Room for processing improvement?
In the meat processing sector, 16 companies with 36 plants process sheep and will provisionally put through around 25 million lamb equivalents in the 2012-2013 year. The maximum weekly potential to slaughter, which takes the average of the top week for each plant, is 1.2 million head. The highest volume was 979,000 head driven by the drought situation, the figures showed.
For beef, there were 13 companies slaughtering 2.3 million cattle in 24 plants over the 2012-2013 year. The highest week saw 835,000 head.
Both sets of figures showed the number of weeks involved if industry ran at the rate of the highest week. They suggest that all stock could be slaughtered in half the season, commented Burtt. However, this is “simply put’ he said, adding that there are other issues for the processing businesses to contend with, such as seasonal matters, employment and ability to service customers.
“These figures, however, show the sorts of challenges faced by the sector.”
Forecasts showing 2013-2014 will be tight
Barring natural disasters, forecasts are showing a tighter year ahead for the New Zealand meat industry. While export lamb and beef cattle slaughter was higher in the 2012-2013 (year-ending September), due to the drought, the prediction for the 2013-2014 season is for lower lamb production (around 18.2 million head) and beef production (2.25 million).
B+LNZ’s Economic Service is predicting that the average export lamb price for the 2013-2014 season will be around $98, while the export bull price will be maybe 20 cents a kg higher than the 2012-2013 figure of around 415 cents a kg, said Burtt.
While, the recession will continue in Europe,there are signs of recovery in the US and Japan and emerging markets are growing very rapidly, Burtt says, adding that he wonders what the post-drought environment for NZ, Australia and US will mean for herd rebuilding, being sustainably profitable, accepting and managing volatility and outlook “and doing it all efficiently.
“Overall, the RMSS has measures in place designed to track progress. But the measures provide a basis for developing thinking and actions for the longer term,” said Burtt.

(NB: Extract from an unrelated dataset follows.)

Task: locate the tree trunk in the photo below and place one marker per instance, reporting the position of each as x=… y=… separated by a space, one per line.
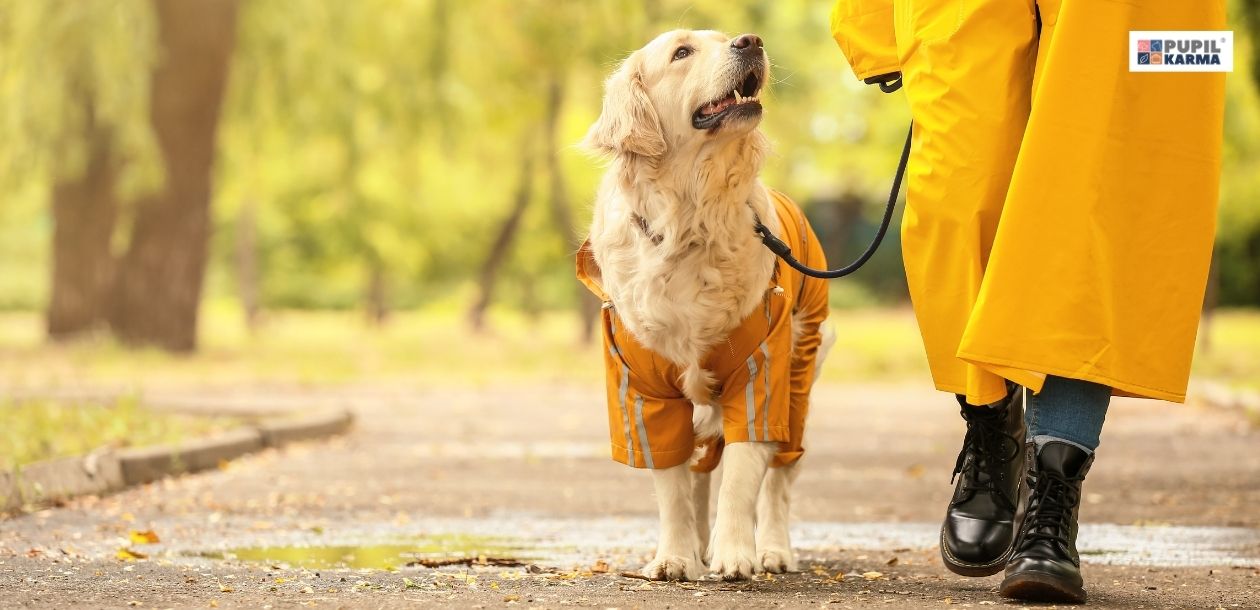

With additional productivity improvements, reform of the processing sector, enhanced market access – including the explosion of trade to China and a newly inked FTA with Taiwan – plus the four red meat sector PGP programmes aiming to add $3 billion to sector returns over the next decade or so, we might be on track to get to that 11.4 billion target. I wonder what the figures will look like next year?